Photographer Interview: María Fernanda Hubeaut

Photographer Maria Fernanda Hubeaut

The following photographs are part of a series titled Rayuela (translated in English meaning “hopscotch”), based on the novel of the same name by famed Argentinian author Julio Cortázar.

See more of this work at María Fernanda Hubeaut’s website and read her blog (in Spanish).

D&B: Where are you from?
MFH: I’m from Argentina, from a small city called Santa Fe. I’ve being living in the New York and New Jersey area since 1999.

D&B: What kind of photography do you shoot and how did you get started – any “formal” training?

MFH: I am a photographer, and I do documentary and artistic [fine art] photography, but I love photography in any kind of genre. It is for me a precious instrument to have the possibility to recreate and help create the reality that surrounds us.

I have a master’s degree in Social Communications from Argentina, but before I decided to formally study I was (during my teenage years) a self-taught photographer. In my adolescence, photography was a special part of my daily routine: to discover things and people around me through my camera.

From the series, Rayuela © María Fernanda Hubeaut

D&B: What cameras or techniques do you use?
MFH: In the beginning, I used film, I used an old Pentax Spotmatic. Now, I use a Leica M6 and the Canon 40D for my commercial work.

Special technique? None at all. Most important for me is to be present at the moment to catch the instant and be aware of the light. These two things are for me the most important in this path.

D&B: Who are your mentors (in photography)?

MFH: Well, my first mentors were my grandfather and my father (both of them were into the practice of photography) and then the books that showed me all the great photographers from the amazing history of photography. Today, I am still learning from them and from everyone in this field.

D&B: Have you experienced any setbacks or different treatment along your photography career that you would attribute to being a woman and/or photographer of color? (this question is optional)

MFH: Sometimes, I am surprised that here in America still exists discrimination against women, more in the journalism area. Honestly, I expected this type of discrimination to happen in my country or in other Latin American countries, but it is happening here, too. That is very sad and I would like things to really change in that aspect.

From the series, Rayuela © María Fernanda Hubeaut

D&B: When did you realize you could have a career in photography? Describe your journey towards becoming a working photographer.
MFH: At the university [in Argentina] I taught and worked as a photographer, but I formally decided to become one at the age of 19. I knew then that no matter what happened, I wanted to follow the photography path.

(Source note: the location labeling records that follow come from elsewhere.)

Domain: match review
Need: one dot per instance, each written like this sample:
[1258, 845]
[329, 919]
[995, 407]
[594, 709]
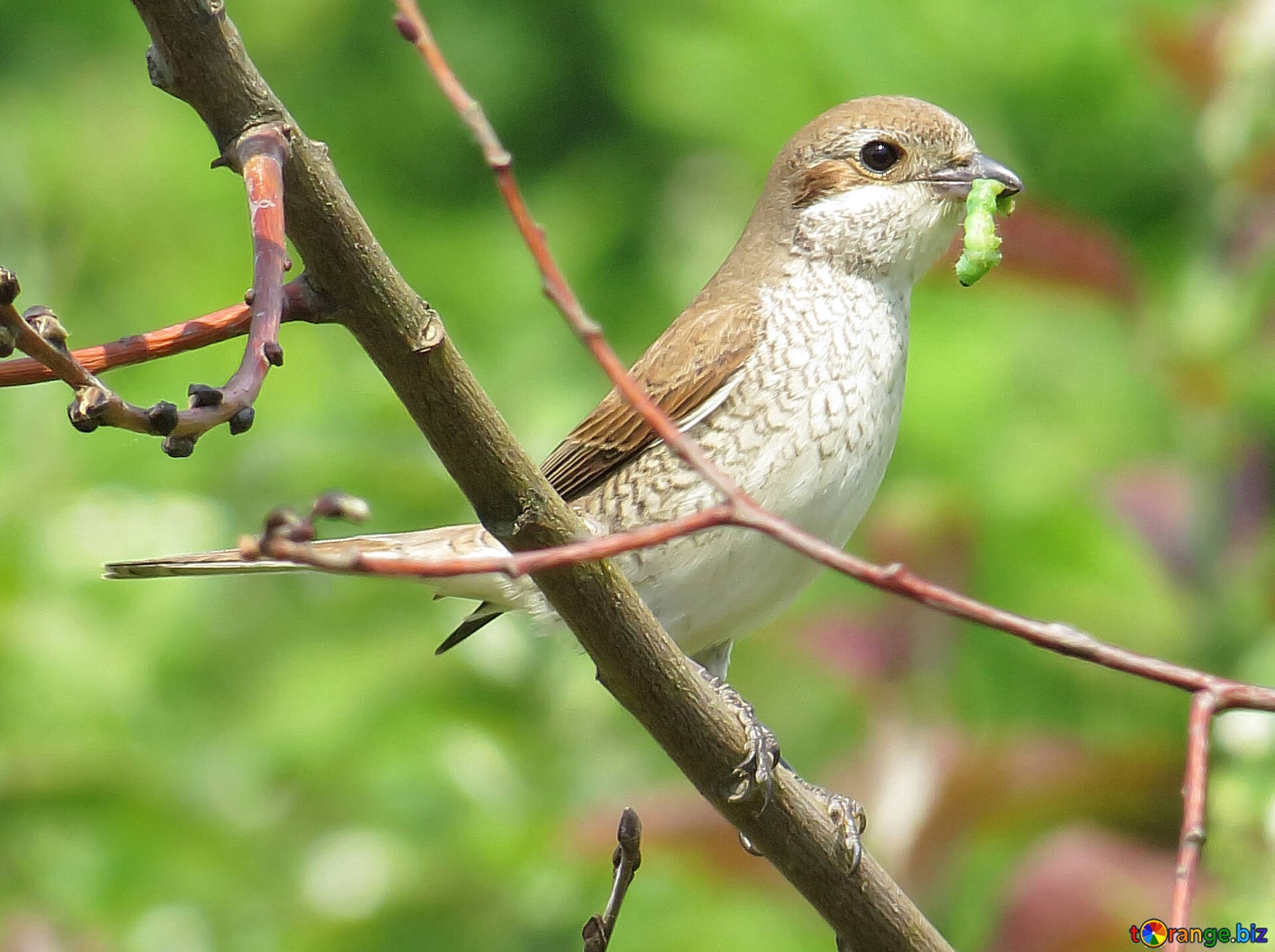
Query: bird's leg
[755, 773]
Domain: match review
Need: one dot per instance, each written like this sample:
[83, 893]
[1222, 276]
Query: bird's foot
[755, 774]
[847, 816]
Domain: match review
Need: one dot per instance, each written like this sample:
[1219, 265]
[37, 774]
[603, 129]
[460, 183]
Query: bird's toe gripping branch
[259, 155]
[755, 775]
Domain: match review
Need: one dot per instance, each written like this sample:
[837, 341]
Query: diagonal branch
[745, 513]
[199, 56]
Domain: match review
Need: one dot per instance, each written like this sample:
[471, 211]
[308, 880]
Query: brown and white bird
[787, 368]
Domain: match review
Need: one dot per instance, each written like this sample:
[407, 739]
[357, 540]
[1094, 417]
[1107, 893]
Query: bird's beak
[956, 180]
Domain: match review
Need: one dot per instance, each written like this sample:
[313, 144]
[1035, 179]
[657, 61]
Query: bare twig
[745, 513]
[1195, 785]
[598, 929]
[299, 305]
[260, 155]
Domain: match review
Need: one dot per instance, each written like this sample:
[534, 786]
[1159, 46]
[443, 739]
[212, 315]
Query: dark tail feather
[481, 616]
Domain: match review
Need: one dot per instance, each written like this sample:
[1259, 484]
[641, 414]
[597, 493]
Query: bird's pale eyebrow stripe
[823, 179]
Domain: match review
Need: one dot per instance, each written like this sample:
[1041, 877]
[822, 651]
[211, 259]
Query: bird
[787, 368]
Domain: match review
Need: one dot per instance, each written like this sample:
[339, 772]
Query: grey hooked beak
[956, 180]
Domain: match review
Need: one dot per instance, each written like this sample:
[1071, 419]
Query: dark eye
[880, 156]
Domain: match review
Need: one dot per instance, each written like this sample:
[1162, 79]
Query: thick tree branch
[199, 58]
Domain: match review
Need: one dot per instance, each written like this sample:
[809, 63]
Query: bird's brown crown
[870, 141]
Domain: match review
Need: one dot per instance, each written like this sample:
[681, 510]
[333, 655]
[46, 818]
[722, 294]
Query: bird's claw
[756, 771]
[851, 823]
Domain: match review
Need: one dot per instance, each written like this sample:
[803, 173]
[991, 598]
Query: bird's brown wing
[684, 370]
[691, 364]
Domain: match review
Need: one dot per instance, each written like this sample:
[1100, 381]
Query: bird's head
[879, 184]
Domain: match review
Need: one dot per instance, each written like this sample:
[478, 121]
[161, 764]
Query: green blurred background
[282, 763]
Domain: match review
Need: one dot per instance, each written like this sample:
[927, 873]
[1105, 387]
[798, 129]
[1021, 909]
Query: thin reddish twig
[1195, 785]
[137, 349]
[299, 305]
[416, 31]
[260, 153]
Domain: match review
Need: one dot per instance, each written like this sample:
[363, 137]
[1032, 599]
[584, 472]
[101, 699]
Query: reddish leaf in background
[1079, 891]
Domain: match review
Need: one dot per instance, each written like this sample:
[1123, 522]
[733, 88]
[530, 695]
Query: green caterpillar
[982, 249]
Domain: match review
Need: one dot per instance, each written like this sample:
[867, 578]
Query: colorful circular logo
[1154, 933]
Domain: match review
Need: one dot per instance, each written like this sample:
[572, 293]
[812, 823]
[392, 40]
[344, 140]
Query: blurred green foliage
[282, 763]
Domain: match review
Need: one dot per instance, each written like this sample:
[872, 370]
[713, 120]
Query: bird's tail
[448, 542]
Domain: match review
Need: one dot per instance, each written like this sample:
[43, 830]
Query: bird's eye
[880, 156]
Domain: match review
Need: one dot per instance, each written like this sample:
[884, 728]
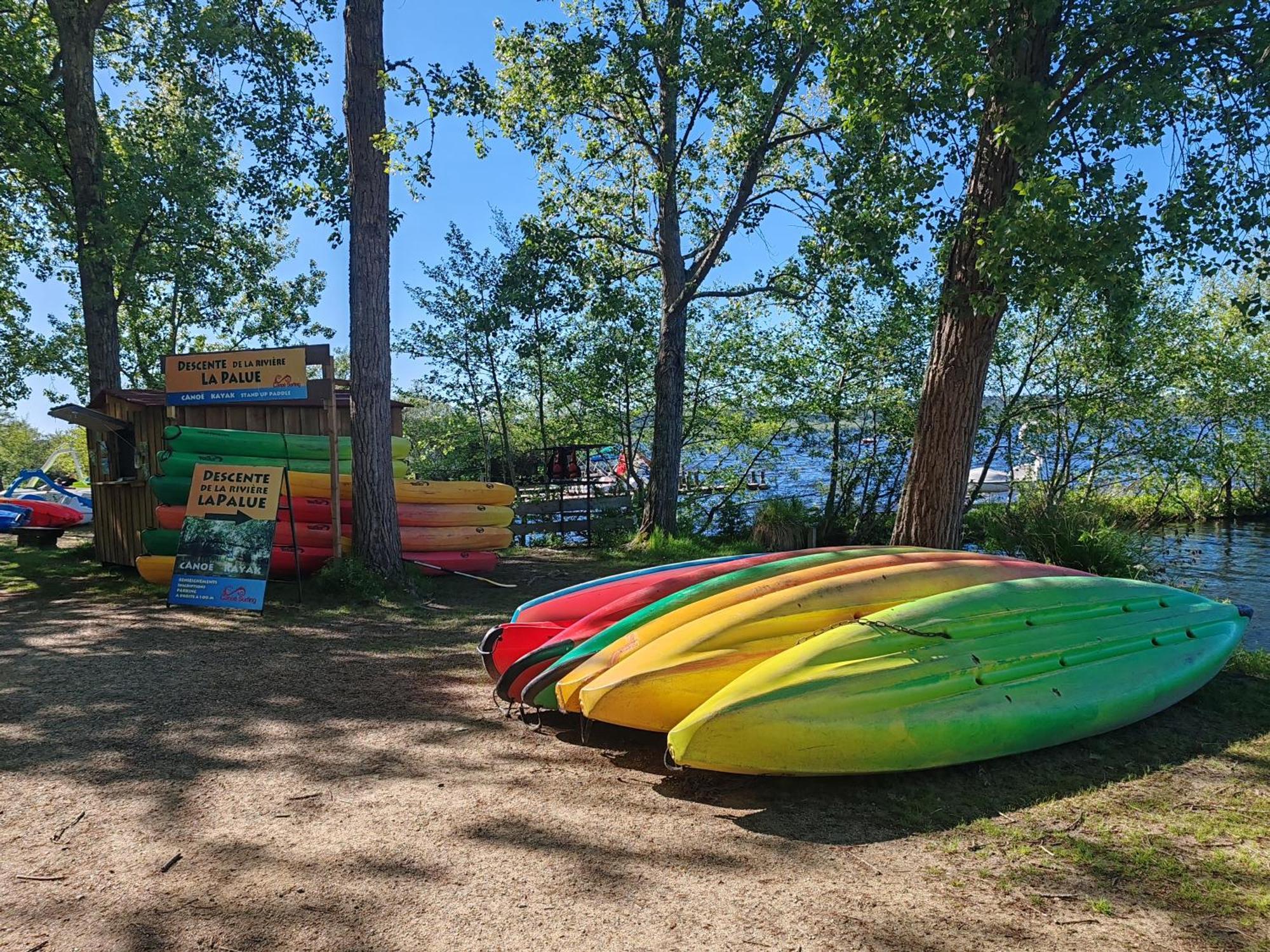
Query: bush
[780, 525]
[1254, 663]
[1064, 534]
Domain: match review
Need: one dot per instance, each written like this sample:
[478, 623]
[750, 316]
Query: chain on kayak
[901, 629]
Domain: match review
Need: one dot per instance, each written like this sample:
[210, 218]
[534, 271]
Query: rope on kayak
[885, 628]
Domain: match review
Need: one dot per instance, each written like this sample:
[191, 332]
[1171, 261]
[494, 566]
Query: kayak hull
[184, 465]
[175, 491]
[317, 512]
[1004, 668]
[665, 681]
[45, 515]
[448, 563]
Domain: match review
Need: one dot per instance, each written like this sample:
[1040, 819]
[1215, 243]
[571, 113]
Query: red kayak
[50, 516]
[540, 618]
[516, 671]
[448, 563]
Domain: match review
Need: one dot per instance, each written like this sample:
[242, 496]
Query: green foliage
[1074, 535]
[780, 525]
[1254, 663]
[23, 447]
[208, 140]
[662, 548]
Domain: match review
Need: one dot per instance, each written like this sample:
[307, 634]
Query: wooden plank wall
[264, 418]
[121, 511]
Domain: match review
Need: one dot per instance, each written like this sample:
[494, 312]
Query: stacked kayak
[446, 527]
[862, 661]
[44, 513]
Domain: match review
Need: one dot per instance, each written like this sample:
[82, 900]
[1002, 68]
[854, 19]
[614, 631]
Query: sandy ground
[344, 785]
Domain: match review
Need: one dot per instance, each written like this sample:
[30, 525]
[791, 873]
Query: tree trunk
[77, 34]
[948, 416]
[662, 499]
[379, 540]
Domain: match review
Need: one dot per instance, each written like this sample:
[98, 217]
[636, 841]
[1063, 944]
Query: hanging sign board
[237, 376]
[227, 540]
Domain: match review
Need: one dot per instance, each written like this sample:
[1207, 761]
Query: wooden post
[337, 543]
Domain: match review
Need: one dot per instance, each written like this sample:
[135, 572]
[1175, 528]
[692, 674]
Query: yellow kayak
[570, 687]
[966, 676]
[662, 684]
[451, 539]
[312, 484]
[157, 569]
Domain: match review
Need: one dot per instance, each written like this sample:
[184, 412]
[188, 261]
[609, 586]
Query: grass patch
[72, 569]
[1253, 663]
[661, 549]
[1069, 534]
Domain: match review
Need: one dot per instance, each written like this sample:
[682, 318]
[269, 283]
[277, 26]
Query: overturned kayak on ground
[534, 621]
[518, 672]
[984, 672]
[699, 600]
[666, 680]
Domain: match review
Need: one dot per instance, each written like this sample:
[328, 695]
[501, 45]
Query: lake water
[1230, 560]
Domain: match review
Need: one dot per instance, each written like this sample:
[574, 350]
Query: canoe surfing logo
[236, 595]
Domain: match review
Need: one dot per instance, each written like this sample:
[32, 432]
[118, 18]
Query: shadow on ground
[857, 810]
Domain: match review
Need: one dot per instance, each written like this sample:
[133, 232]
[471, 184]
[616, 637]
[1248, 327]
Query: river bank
[333, 777]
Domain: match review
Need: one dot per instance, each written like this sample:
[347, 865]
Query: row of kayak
[445, 526]
[276, 446]
[175, 491]
[415, 539]
[158, 569]
[860, 661]
[20, 512]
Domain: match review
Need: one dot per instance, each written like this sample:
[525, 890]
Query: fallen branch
[58, 837]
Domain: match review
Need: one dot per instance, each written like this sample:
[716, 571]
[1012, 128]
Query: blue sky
[465, 190]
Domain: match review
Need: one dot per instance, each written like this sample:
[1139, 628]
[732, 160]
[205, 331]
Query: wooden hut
[125, 436]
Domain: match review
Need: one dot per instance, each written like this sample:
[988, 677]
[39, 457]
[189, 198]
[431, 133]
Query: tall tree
[662, 130]
[379, 538]
[78, 23]
[1042, 109]
[217, 125]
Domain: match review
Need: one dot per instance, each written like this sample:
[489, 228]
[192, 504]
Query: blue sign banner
[238, 397]
[217, 592]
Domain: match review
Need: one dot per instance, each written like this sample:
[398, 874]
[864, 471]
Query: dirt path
[332, 784]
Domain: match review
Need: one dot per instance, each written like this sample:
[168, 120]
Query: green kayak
[161, 541]
[171, 491]
[280, 446]
[182, 465]
[966, 676]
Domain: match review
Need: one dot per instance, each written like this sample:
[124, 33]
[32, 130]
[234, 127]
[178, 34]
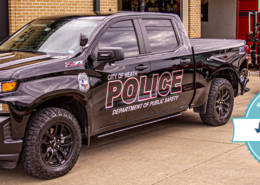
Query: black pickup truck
[66, 78]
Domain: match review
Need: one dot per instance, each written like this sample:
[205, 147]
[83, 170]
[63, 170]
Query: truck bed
[207, 45]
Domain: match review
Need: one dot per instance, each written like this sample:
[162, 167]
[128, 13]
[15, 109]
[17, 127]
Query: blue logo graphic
[247, 129]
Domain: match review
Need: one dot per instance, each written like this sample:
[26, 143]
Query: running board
[137, 125]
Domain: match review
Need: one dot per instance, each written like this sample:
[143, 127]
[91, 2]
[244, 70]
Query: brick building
[201, 18]
[15, 13]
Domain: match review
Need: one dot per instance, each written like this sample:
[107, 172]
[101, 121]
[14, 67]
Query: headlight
[4, 107]
[7, 86]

In Argentina this wasn’t easy. I wanted to keep myself working in the field – this was the principal motor of my travels around the world and the cause that finally led me to live in the USA.

Sometimes it is difficult to make a living only as a photographer, but I never give up. I’m also working as a freelance reporter and writer, and all of these together make a good combination that nourishes and allows me growing deeply into my goals as a photographer.

D&B: What do you hope to achieve with your photography?
MFH: The power to change “La Mirada” of people… meaning the way people look at things. To use the images to help them heal. To be more open and creative to their own reality. I would like to achieve that kind of communication, that kind of joy with my work.

D&B: What’s your dream photography project?
MFH: Right now, my new photo essay is in progress, Independence. A series of human portraits that intends to awaken the sense of independence in every human being and in every possible way that people choose to show it in their own skin.

D&B: What’s the biggest (life) lesson you’ve learned through photography?
MFH: Respect, openness and consistence. That it is what I want for myself and also for everyone that it is in front of my pictures.